There were dozens of tasks made up the system, and they generally had at least one other task that they worked directly with. While we were generally pretty good about not getting our interrupts tangled up in what was an interrupt-rich environment.
Programmers often miss something that leaves one task hanging for want of an interrupt, or two instances of a task running. I remember a paper by Dijkstra saying that interrupts were to be avoided, as you would miss something that was happening that was not described by the page you were looking at. At the time in the brashness of my youth, having been dealing with interrupt-rich environments for a couple of years, I muttered "You just have to try a little harder to get it right"
This is admittedly the "You're holding it wrong" retort that isn't useful. Watching programmers struggle with Async/Await (and related paradigms) these days is painful. These are supposedly higher-level language--why should it be harder than assembly?

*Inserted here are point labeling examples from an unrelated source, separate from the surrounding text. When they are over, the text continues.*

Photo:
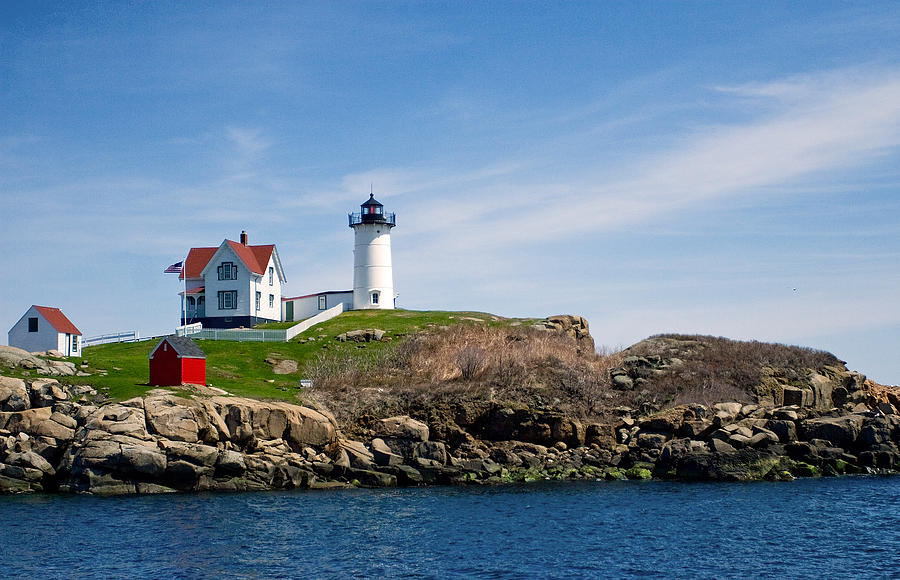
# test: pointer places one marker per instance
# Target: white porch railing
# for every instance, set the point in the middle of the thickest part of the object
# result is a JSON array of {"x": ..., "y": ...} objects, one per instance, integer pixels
[
  {"x": 310, "y": 322},
  {"x": 188, "y": 329},
  {"x": 196, "y": 330}
]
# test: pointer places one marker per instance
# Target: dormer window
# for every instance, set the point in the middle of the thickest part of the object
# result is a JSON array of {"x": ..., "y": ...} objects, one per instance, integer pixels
[{"x": 227, "y": 271}]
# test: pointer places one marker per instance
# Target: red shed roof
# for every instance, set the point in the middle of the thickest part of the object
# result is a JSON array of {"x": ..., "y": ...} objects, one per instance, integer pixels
[
  {"x": 57, "y": 319},
  {"x": 254, "y": 257}
]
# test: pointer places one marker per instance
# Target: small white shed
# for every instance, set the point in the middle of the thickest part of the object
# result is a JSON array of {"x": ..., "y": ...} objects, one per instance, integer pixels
[{"x": 46, "y": 328}]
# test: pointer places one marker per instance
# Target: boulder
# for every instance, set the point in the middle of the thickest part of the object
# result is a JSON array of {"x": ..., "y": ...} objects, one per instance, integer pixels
[
  {"x": 285, "y": 367},
  {"x": 433, "y": 450},
  {"x": 366, "y": 335},
  {"x": 403, "y": 427},
  {"x": 13, "y": 395},
  {"x": 358, "y": 455},
  {"x": 840, "y": 431},
  {"x": 171, "y": 417},
  {"x": 383, "y": 454}
]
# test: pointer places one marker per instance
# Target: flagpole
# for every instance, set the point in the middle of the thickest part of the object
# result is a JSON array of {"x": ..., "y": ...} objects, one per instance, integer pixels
[{"x": 184, "y": 296}]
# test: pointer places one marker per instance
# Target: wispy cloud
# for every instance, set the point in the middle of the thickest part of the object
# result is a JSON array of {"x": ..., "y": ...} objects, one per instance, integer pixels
[{"x": 808, "y": 128}]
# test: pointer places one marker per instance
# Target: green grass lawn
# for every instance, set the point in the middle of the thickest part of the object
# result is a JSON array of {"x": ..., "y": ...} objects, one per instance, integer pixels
[{"x": 241, "y": 368}]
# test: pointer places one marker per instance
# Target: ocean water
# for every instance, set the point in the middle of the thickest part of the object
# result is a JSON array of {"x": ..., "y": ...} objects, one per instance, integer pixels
[{"x": 815, "y": 528}]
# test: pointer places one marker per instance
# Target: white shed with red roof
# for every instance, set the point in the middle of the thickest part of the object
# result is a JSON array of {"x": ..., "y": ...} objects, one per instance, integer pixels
[{"x": 44, "y": 328}]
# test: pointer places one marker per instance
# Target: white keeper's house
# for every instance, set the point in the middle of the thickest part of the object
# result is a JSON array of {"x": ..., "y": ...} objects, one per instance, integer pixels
[
  {"x": 238, "y": 285},
  {"x": 232, "y": 285},
  {"x": 44, "y": 328}
]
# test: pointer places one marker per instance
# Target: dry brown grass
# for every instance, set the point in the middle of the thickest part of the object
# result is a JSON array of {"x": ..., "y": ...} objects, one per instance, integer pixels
[
  {"x": 718, "y": 369},
  {"x": 468, "y": 363}
]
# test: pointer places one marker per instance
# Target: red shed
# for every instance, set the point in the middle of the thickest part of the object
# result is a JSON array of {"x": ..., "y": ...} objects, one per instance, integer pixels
[{"x": 177, "y": 360}]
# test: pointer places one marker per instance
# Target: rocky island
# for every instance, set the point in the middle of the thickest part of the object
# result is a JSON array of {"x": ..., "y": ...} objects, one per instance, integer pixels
[{"x": 472, "y": 403}]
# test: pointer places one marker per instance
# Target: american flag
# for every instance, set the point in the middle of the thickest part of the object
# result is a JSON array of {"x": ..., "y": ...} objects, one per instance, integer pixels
[{"x": 174, "y": 268}]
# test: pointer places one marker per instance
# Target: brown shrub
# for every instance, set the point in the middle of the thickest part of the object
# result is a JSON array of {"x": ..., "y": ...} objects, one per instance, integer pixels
[{"x": 469, "y": 362}]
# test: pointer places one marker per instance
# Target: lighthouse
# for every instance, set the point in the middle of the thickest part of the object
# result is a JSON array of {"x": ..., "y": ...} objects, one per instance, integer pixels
[{"x": 373, "y": 278}]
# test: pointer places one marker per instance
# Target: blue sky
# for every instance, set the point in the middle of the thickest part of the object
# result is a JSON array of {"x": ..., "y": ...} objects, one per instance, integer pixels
[{"x": 699, "y": 167}]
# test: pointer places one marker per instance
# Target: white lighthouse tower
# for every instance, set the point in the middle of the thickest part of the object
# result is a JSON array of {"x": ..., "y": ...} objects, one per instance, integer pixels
[{"x": 373, "y": 277}]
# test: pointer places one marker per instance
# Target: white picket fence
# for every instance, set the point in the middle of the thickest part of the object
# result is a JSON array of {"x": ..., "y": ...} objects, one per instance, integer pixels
[{"x": 258, "y": 335}]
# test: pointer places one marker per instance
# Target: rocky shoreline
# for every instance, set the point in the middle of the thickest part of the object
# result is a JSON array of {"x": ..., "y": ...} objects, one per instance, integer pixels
[{"x": 55, "y": 438}]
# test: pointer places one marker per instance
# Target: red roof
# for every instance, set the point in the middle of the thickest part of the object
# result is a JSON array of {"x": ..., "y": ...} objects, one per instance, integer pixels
[
  {"x": 256, "y": 258},
  {"x": 58, "y": 320}
]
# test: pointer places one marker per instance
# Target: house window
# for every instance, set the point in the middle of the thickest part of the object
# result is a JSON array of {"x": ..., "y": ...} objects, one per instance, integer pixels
[
  {"x": 227, "y": 271},
  {"x": 227, "y": 299}
]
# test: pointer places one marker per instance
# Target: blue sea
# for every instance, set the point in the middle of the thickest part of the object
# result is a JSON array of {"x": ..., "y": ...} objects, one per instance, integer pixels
[{"x": 814, "y": 528}]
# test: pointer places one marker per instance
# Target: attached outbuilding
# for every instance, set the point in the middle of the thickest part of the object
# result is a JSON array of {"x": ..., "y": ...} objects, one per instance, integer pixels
[
  {"x": 177, "y": 360},
  {"x": 44, "y": 328}
]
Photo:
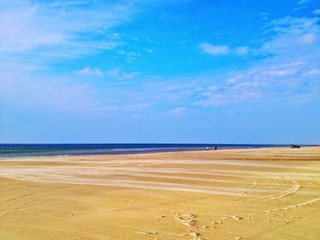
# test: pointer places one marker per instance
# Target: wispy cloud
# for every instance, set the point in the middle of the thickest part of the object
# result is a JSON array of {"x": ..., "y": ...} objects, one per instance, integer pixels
[
  {"x": 223, "y": 49},
  {"x": 214, "y": 49},
  {"x": 59, "y": 28},
  {"x": 87, "y": 71}
]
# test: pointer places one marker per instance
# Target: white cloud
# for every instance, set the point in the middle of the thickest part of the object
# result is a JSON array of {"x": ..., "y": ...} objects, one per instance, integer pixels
[
  {"x": 214, "y": 49},
  {"x": 87, "y": 71},
  {"x": 223, "y": 49},
  {"x": 241, "y": 51},
  {"x": 58, "y": 29}
]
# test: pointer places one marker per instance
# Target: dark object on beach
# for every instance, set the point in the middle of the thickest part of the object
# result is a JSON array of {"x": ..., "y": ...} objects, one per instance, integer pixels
[{"x": 295, "y": 146}]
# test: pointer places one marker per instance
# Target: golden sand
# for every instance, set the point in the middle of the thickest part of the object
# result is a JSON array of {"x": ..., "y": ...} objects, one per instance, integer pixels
[{"x": 226, "y": 194}]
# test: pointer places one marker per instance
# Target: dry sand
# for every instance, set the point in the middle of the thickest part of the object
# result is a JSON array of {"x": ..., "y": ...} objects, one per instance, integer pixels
[{"x": 226, "y": 194}]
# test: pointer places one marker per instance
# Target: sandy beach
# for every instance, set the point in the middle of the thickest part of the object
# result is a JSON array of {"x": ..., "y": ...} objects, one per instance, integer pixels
[{"x": 268, "y": 193}]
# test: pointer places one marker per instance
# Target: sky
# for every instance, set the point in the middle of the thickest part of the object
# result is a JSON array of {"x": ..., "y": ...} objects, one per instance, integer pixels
[{"x": 151, "y": 71}]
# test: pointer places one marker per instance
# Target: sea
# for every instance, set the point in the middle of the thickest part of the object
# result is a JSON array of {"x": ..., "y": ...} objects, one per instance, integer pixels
[{"x": 33, "y": 150}]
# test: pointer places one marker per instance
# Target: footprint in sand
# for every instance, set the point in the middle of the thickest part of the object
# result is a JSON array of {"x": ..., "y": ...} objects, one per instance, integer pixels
[{"x": 188, "y": 220}]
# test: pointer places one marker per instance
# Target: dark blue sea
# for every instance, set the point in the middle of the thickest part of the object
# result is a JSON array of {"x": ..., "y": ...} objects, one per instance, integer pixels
[{"x": 26, "y": 150}]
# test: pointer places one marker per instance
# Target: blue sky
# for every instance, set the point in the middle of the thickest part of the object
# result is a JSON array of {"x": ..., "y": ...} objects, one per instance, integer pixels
[{"x": 93, "y": 71}]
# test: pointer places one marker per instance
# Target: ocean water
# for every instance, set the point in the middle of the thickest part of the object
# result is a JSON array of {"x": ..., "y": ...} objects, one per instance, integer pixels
[{"x": 26, "y": 150}]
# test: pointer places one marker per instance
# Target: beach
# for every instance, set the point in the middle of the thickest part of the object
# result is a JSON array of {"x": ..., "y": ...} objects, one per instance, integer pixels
[{"x": 264, "y": 193}]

As an aside, Dijkstra's admonition could well apply to a lot of Object Oriented programming, as things that are important to your program get hidden, and thus are tough to reason about.
It well could be that for languages like C that are supposedly close to the machine that with respect to things like multi-tasking, too much is out of sight and thus hard to reason about. In the Sigma 5 environment, it was all right there. It was aided by our use of a fairly clean design where the paradigm of "one interrupt, one task" was used throughout.

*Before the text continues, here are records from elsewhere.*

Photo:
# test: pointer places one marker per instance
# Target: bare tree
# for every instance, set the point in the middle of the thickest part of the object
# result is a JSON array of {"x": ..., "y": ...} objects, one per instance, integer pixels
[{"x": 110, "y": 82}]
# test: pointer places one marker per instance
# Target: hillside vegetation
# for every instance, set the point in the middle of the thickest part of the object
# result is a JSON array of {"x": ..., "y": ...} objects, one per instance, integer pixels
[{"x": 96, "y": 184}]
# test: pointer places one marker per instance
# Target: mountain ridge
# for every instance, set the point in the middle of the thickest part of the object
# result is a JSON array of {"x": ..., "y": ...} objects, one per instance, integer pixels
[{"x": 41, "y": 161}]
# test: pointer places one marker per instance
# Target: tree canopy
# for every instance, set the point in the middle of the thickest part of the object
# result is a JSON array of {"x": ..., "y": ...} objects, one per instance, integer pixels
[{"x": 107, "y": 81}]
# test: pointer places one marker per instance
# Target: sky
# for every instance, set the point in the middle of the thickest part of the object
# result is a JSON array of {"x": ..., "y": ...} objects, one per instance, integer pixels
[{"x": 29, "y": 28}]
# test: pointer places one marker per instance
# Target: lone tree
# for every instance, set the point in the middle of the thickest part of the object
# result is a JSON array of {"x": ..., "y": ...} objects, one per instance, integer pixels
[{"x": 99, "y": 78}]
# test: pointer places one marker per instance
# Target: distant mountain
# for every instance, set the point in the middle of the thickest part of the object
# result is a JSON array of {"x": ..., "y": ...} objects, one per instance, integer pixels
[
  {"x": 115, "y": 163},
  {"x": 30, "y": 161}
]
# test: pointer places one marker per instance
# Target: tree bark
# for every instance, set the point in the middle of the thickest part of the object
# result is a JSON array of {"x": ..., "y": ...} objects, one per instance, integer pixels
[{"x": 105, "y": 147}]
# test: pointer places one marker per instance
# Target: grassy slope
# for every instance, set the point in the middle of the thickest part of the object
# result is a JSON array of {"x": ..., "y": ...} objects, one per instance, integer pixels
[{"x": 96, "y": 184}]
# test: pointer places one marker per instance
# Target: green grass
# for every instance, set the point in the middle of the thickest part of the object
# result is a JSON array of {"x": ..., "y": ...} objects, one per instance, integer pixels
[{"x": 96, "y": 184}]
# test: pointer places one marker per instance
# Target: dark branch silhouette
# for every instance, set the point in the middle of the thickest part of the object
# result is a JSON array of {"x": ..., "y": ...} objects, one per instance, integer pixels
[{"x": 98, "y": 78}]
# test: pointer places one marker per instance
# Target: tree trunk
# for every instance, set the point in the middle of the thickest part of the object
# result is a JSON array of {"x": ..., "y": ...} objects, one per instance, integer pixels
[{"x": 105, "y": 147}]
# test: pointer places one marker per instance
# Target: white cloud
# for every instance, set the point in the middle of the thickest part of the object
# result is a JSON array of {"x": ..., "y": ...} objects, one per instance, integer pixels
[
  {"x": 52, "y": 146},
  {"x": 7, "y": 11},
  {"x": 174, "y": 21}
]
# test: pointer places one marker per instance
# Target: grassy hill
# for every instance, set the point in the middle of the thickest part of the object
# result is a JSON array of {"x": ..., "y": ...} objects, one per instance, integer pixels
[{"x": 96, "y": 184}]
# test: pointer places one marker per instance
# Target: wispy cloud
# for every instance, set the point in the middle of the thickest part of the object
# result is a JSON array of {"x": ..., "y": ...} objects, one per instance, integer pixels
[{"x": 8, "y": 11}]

The trick was to effectively begin the task in the middle. Each task would effectively be a loop. The top of the loop was the work it needed to do to pass information and interrupts to a cooperating task. Then, by use of a cleverly named macro, the task would "request" an interrupt from the operating system. In reality, this was just a waitinstruction. This relinquished the CPU to other tasks. When the interrupt assigned to this task came in, the execution would resume following the waitinstruction. The work then was likely cleanup, e.g., releasing a buffer. Then back to the top of the routine to prepare work for the cooperating task.
Mike pointed out that you could also think of this way of looking at the state of the task as being described in part by the Instruction Pointer address.